Logging Menebang Pohon, Kebun Sawit Tanam Pohon

Kebun sawit menghijaukan kembali daerah yang rusak pada era logging, menghijaukan ekologi, dan menghijaukan ekonomi.  

Mungkin banyak yang tidak tahu atau lupa bagaimana era penebangan hutan secara massif (era logging) di Indonesia tahun 1970-an. Menurut data vegetasi di Indonesia tahun 1950, luas hutan di Indonesia masih sekitar 162.3 juta hektar atau sekitar 85 persen luas daratan. 

gapki-sawit-penghijauan

Pada periode tahun 1970 sampai 1985, terjadilah penebangan kayu hutan besar-besaran. Luas areal Hak Pengusahaan Hutan (HPH) yang dikeluarkan pemerintah sampai tahun 1985 diperkirakan mencapai lebih dari 61 Juta hektar. Setiap tahun  jutaan ton kayu bulat mengalir dari Indonesia ke Eropa, Amerika, dan negara-negara Asia.

Daerah-daerah eks logging seperti di Kalimantan, Riau, Sumatera Selatan, dan lain-lain ditinggalkan begitu saja menjadi daerah miskin, terbelakang dan yang tersisa adalah barak-barak, jalan logging, hutan rusak, dan sebagian besar jadi semak belukar. Kegiatan ekonomi yang berkembang terkait dengan aktifitaslogging terhenti dan mati bersamaan dengan berakhirnya era logging. Sehingga kota – kota yang berkembang akibat logging berubah menjadi kota mati. Dalam terminologi ekonomi regional disebut sebagai “kota hantu” (ghost town).  Hutan gundul dan rusak itu sebagian dikonversi menjadi  areal transmigrasi, perluasan  pertanian dan perkotaan/pemukiman.

Kehadiran perkebunan kelapa sawit khususnya setelah tahun 90-an menghijaukan kembali sebagian lahan-lahan yang gundul, rusak, kritis pascaera logging melalui penanaman pohon sawit. Biomas wilayah yang hilang dan terangkut oleh kayu bulat pada era logging ditingkatkan kembali oleh perkebunan kelapa sawit. Karbon dioksida yang lepas ke udara bumi akibat kegiatan logging, diserap kembali oleh penanaman kebun kelapa sawit.

Melalui pengembangan perkebunan kelapa  sawit, daerah-daerah yang sempat mati pasca era logging, dihidupkan kembali bahkan dikembangkan menjadi pusat-pusat pertumbuhan ekonomi baru.
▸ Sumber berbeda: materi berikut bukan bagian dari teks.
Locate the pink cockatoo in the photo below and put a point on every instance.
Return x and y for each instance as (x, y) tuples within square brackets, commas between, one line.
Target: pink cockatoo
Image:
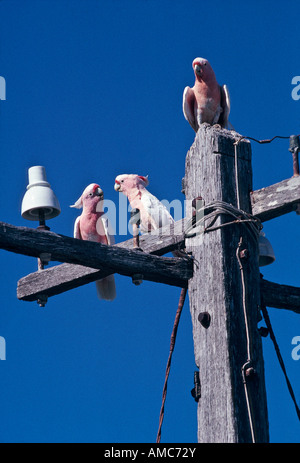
[(207, 101), (92, 225), (153, 214)]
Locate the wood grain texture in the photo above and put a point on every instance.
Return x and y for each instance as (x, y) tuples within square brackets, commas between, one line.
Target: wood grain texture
[(280, 296), (220, 350)]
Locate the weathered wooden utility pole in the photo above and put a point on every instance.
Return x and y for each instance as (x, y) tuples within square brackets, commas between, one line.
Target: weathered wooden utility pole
[(224, 294)]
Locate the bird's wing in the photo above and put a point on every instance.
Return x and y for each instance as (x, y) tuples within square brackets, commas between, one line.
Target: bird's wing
[(225, 103), (188, 103), (109, 232), (76, 232), (158, 213)]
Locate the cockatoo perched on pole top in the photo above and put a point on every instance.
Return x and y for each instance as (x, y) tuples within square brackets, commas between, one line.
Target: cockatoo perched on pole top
[(207, 101), (92, 225), (153, 214)]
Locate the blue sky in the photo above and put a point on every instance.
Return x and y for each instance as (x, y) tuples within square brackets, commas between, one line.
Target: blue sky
[(93, 90)]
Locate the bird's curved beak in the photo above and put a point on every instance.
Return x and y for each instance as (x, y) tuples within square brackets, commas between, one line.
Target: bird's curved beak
[(117, 185)]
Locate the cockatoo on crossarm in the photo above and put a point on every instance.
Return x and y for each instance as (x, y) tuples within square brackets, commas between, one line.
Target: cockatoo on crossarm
[(92, 225), (207, 101)]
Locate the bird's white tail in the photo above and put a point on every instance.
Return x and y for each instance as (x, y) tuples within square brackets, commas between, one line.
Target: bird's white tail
[(106, 288)]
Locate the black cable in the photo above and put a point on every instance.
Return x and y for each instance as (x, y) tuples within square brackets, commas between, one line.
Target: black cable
[(280, 359)]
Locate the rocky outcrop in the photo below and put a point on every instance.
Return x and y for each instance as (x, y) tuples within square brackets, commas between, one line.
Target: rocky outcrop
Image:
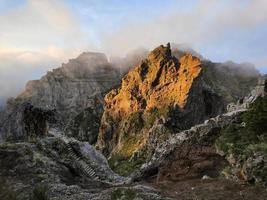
[(161, 89), (259, 91), (58, 167), (27, 122), (187, 154), (69, 91)]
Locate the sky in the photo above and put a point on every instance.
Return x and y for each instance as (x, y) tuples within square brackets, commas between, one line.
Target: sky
[(38, 35)]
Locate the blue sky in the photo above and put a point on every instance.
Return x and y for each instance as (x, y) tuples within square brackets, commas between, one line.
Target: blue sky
[(38, 35)]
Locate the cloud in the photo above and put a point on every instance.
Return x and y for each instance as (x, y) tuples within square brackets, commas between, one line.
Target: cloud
[(35, 37), (208, 21)]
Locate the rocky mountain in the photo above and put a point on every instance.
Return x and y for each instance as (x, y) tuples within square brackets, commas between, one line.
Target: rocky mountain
[(74, 93), (174, 93), (166, 131)]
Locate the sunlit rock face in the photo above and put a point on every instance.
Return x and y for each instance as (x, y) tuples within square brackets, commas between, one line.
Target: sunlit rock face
[(77, 85), (161, 89)]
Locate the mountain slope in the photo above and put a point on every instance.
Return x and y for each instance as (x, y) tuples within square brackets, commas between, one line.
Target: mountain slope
[(161, 90)]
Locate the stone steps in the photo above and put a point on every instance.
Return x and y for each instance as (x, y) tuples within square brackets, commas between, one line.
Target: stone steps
[(87, 170)]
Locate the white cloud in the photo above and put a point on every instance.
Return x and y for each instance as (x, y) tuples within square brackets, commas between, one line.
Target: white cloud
[(34, 38), (205, 23)]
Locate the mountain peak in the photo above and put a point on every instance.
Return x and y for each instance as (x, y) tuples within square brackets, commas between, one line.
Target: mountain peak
[(160, 52)]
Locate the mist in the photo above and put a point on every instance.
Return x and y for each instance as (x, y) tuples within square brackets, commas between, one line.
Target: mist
[(40, 35)]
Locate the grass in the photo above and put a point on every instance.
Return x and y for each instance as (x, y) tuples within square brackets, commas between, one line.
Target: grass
[(123, 194), (249, 141)]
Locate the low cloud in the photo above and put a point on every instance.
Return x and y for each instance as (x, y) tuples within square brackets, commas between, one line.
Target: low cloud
[(34, 38), (207, 22), (39, 35)]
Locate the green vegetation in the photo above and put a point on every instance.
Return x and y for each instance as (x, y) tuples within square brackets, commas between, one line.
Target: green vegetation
[(155, 113), (40, 193), (135, 121), (247, 143), (123, 194), (253, 137), (6, 191), (122, 164)]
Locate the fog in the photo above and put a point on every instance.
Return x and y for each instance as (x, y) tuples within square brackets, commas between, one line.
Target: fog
[(40, 35)]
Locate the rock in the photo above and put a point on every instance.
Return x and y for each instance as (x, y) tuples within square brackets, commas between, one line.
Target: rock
[(70, 91), (206, 177), (179, 93)]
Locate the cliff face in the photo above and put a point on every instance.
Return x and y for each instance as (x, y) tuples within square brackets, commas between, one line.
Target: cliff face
[(69, 90), (161, 89)]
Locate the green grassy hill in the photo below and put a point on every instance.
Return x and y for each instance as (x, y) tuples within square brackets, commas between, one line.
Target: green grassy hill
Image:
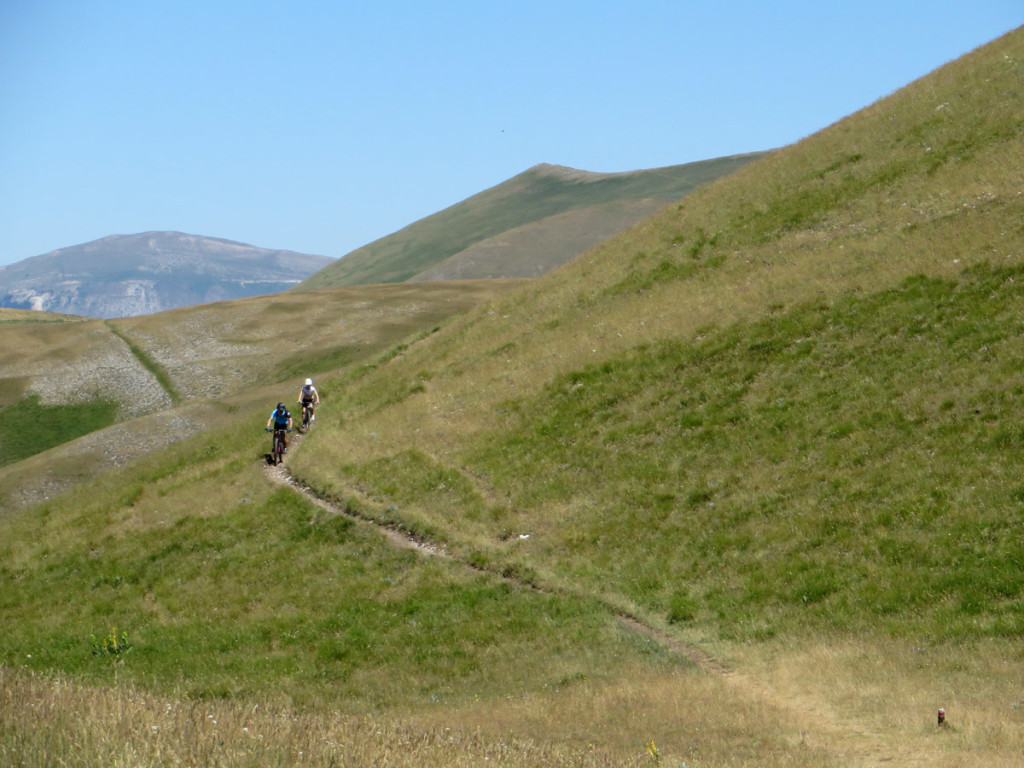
[(541, 219), (737, 486)]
Saat ini berbagai daerah pertumbuhan ekonomi baru seperti Sungai Bahar (Jambi), Pematang Panggang dan Peninjauan (Sumatera Selatan), Arga Makmur (Bengkulu), Sungai Pasar dan Lipat Kain (Riau), Paranggan (Kalimantan Tengah), Sangata (Kalimantan Timur) dan lain-lain, menjadi daerah pertumbuhan baru yang di hela oleh perkebunan kelapa sawit.

Jika kegiatan logging menebang pohon secara besar–besaran, perkebunan kelapa sawit justru menanam pohon secara besar-besaran. Menghijaukan kembali daerah rusak akibat logging, menghijaukan kembali kegiatan ekonomi daerah yang mati ditinggalkan era logging. Sayangnya dari sekitar 70 juta hektar hutan rusak akibat logging, baru sekitar 10 juta hektar yang berhasil dihijaukan kembali oleh perkebunan sawit.